I stepped out of EN Japanese Brasserie last week convinced I had just spent the last three hours in Japan—but I looked up to find myself at the corner of Hudson and Leroy, not on a busy Tokyo street. (Had I just teleported?)
EN Japanese Brasserie hosted a kickoff event for the Masumi Arabashiri, a new seasonal sake of the Miyasaka Sake Brewing Company. A wide selection of the brewery's collection was featured, each bottle continuously refrigerated for the journey from Sumo, Japan (where the company was founded in 1662), to New York City. I went to EN expecting to increase my limited sake knowledge but left with much more—a far deeper appreciation of Japanese food and drink, particularly where tofu is concerned.
My sake schooling came from EN's sake sommelier, Takahiro Okada. Okada grew up in Japan—in a liquor store, appropriately enough—and his expertise was refined working at Sake Bar Decibel in the East Village for seven years. From there, he came to EN, bringing with him his enthusiasm, appreciation, and knowledge of sake.

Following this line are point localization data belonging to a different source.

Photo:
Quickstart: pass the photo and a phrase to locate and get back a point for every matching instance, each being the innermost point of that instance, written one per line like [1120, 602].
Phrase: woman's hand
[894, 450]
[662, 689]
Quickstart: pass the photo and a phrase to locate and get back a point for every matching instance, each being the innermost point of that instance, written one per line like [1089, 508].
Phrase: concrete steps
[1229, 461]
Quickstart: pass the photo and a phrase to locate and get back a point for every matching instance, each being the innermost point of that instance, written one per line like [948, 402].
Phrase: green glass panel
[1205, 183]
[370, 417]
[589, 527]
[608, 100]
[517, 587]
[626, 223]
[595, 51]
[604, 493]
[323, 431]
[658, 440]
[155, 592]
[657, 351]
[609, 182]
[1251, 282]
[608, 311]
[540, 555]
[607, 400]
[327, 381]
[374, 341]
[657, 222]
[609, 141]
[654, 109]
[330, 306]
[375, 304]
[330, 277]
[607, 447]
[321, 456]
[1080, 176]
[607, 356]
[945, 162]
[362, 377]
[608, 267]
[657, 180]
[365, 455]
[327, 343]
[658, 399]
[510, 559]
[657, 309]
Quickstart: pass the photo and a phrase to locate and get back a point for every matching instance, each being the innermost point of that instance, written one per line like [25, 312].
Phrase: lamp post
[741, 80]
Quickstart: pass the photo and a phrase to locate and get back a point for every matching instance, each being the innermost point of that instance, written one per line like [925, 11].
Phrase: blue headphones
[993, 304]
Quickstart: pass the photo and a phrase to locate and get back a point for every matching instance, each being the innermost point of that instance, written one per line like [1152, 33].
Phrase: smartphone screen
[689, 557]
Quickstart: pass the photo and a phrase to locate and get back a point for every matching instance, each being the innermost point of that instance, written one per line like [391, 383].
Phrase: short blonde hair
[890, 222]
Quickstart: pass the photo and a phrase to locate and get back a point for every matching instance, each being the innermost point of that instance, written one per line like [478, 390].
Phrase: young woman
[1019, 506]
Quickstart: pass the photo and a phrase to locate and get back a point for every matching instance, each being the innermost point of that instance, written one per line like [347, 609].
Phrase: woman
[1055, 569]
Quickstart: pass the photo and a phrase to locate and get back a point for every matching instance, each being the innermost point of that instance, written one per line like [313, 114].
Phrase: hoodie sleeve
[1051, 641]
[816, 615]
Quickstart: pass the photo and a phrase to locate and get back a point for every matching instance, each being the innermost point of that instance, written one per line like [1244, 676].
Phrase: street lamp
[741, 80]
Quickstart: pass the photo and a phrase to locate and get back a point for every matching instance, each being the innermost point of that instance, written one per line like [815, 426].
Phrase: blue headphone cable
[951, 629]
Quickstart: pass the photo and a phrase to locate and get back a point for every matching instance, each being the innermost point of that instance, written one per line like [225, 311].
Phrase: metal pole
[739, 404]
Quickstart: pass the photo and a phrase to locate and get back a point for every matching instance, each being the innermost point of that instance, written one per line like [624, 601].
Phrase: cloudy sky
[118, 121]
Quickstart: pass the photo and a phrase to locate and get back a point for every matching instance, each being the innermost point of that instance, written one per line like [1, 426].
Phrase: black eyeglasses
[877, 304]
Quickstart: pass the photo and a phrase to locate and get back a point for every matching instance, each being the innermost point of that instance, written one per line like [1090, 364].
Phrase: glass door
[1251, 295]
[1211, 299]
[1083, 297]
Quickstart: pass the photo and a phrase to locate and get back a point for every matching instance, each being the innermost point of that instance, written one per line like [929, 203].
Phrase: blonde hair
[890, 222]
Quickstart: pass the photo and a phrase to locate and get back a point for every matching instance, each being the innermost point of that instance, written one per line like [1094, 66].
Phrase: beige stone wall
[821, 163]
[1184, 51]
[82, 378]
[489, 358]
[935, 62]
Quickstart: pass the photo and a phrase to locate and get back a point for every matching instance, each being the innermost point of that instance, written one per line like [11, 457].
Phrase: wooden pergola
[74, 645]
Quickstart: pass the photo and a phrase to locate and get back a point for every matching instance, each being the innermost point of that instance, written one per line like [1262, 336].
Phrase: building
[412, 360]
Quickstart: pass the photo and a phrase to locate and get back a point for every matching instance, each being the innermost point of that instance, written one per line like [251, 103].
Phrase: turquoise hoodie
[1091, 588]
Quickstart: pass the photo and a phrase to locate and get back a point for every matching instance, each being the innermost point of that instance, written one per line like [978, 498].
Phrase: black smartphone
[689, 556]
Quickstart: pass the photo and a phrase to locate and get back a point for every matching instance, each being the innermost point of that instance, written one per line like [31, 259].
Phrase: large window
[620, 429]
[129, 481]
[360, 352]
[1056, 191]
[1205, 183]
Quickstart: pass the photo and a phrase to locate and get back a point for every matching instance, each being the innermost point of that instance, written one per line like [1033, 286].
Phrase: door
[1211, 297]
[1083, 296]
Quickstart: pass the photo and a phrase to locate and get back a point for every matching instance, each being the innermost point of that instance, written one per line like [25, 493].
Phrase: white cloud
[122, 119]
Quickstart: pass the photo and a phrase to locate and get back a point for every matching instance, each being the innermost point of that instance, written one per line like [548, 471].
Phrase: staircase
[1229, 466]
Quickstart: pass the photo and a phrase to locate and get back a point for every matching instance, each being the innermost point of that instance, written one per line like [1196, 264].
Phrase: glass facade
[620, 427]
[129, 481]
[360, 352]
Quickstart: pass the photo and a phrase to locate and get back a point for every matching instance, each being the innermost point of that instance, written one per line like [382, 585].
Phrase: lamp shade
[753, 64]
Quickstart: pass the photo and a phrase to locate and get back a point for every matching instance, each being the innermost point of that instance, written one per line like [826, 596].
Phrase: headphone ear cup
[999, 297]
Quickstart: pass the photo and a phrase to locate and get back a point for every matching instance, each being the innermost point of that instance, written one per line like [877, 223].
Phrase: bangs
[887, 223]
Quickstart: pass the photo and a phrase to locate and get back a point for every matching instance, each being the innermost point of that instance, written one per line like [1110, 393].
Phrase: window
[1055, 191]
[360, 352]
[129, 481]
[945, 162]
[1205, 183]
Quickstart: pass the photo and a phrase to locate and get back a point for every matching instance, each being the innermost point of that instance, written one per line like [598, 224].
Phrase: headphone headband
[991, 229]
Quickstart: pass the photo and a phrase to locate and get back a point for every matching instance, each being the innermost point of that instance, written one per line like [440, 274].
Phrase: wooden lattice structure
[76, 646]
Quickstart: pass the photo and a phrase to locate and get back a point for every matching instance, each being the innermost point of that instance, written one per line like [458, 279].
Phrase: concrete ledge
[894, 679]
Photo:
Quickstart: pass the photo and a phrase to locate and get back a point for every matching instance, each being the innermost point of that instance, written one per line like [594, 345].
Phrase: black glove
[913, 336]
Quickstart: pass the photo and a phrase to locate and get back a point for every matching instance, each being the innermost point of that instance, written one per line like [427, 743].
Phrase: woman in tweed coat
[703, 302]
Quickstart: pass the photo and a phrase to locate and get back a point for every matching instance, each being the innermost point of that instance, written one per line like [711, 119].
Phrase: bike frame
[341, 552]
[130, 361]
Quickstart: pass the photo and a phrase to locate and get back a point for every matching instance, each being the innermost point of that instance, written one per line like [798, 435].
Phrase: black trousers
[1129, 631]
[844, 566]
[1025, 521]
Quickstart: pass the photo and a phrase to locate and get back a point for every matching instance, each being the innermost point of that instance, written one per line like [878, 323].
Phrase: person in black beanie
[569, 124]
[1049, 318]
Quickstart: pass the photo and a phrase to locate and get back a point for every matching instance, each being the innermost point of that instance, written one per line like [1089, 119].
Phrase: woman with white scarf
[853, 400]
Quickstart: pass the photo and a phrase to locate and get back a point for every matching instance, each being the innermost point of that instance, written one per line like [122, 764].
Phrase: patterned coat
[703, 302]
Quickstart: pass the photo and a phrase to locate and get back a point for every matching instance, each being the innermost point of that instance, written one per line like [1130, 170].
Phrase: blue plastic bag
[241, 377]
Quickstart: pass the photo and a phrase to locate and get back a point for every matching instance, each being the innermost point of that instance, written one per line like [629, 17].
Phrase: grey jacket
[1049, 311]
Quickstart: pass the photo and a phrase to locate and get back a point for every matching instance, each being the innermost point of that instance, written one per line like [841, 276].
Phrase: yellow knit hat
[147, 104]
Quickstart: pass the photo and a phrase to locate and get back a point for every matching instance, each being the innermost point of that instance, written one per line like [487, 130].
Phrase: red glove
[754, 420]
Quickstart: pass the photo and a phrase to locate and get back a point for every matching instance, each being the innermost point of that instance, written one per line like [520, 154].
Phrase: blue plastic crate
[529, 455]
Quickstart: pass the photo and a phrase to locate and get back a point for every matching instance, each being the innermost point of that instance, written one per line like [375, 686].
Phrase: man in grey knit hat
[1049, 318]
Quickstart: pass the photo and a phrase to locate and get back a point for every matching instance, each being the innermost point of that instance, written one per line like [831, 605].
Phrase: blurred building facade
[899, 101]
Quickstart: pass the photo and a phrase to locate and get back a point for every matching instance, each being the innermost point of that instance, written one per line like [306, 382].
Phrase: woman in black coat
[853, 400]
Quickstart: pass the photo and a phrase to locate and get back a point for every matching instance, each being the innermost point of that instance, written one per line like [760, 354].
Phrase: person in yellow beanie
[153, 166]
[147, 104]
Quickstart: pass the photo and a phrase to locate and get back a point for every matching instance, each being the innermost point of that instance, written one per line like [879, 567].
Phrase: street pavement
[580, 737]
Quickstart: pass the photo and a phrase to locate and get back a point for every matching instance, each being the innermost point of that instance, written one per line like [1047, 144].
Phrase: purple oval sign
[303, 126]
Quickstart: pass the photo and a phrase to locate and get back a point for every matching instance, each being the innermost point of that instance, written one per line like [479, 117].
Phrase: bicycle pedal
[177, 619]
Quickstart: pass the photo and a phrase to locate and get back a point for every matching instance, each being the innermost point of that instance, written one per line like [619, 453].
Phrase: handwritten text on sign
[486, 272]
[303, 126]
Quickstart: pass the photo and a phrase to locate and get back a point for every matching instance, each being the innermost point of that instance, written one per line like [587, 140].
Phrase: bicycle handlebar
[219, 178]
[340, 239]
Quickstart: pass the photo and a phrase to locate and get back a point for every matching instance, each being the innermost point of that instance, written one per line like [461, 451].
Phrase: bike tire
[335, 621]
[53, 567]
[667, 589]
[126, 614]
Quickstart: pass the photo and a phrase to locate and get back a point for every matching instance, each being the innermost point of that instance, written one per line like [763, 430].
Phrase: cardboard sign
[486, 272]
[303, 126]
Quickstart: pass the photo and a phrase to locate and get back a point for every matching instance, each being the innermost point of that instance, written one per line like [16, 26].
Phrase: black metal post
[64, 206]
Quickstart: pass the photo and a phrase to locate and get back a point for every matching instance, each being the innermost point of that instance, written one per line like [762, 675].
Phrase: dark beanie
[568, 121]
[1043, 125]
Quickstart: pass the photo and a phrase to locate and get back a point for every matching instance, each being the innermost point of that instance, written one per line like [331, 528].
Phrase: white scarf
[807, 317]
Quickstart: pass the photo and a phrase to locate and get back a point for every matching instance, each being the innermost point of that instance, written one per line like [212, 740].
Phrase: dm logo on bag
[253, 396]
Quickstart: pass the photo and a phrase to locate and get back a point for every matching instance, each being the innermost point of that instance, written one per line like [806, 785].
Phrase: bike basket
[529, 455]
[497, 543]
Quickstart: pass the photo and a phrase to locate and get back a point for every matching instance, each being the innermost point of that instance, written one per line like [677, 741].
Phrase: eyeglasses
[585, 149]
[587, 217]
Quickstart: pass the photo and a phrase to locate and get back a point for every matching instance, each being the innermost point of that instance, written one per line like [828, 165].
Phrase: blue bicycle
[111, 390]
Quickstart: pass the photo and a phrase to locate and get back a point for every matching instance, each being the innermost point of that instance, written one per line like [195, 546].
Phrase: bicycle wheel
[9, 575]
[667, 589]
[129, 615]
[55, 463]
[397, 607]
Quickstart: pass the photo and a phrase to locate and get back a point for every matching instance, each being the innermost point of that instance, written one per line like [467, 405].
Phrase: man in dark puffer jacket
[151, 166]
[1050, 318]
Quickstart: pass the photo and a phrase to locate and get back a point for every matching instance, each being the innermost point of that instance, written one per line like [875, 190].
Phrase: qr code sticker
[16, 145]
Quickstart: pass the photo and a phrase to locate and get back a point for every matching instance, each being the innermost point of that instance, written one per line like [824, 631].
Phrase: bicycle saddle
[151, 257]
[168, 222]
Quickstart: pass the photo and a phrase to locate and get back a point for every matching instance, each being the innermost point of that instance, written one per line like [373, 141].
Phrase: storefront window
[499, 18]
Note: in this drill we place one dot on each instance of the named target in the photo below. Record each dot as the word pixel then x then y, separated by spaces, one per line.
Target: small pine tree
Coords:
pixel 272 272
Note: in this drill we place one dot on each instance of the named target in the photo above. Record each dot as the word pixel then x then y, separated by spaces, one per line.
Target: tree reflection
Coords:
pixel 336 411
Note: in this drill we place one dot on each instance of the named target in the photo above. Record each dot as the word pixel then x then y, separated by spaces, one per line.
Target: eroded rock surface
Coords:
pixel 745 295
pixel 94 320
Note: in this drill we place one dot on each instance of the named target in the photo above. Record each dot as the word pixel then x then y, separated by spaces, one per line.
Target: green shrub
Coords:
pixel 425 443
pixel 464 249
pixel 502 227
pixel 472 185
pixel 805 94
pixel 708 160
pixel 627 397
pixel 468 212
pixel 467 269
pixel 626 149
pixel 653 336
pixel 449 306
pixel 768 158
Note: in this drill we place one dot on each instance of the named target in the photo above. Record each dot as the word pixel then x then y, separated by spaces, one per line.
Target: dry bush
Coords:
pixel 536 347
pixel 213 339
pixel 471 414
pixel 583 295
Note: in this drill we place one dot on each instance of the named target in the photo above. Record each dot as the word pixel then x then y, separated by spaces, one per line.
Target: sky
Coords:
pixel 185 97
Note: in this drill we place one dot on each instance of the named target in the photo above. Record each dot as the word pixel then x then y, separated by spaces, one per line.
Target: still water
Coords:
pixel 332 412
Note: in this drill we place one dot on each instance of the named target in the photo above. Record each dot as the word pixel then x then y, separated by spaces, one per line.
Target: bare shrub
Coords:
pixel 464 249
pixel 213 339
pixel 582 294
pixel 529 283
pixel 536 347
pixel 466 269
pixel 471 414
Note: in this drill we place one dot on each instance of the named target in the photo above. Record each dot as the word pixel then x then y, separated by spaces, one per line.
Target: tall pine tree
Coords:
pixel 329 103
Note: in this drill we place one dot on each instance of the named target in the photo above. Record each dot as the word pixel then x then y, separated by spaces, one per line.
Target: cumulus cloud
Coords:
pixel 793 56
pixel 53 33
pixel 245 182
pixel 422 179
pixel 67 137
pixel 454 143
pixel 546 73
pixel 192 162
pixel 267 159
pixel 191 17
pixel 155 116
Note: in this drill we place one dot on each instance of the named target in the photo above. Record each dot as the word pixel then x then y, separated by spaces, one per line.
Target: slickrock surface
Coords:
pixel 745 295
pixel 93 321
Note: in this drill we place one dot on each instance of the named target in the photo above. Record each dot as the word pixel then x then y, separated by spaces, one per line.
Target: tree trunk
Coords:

"Most people apply wine terms to sake," Okada said, "but they are very different." Customers will ask for a "dry sake," but that terminology is difficult to translate into sake, because only its aftertaste exhibits that dry quality we associate with certain wines. One of the first things to recognize in tasting is that sake with lower acidity will be lighter on the palate, whereas a higher acidity will be rich and full on the palate.
But like wine, sake is perfectly suited to pairing with food; many varieties can draw out the taste of food, in fact making certain flavors last longer on the tongue. Cheese, Okada said, is superb with sake. Next time you host a wine and cheese party, consider introducing sake and cheese, as well.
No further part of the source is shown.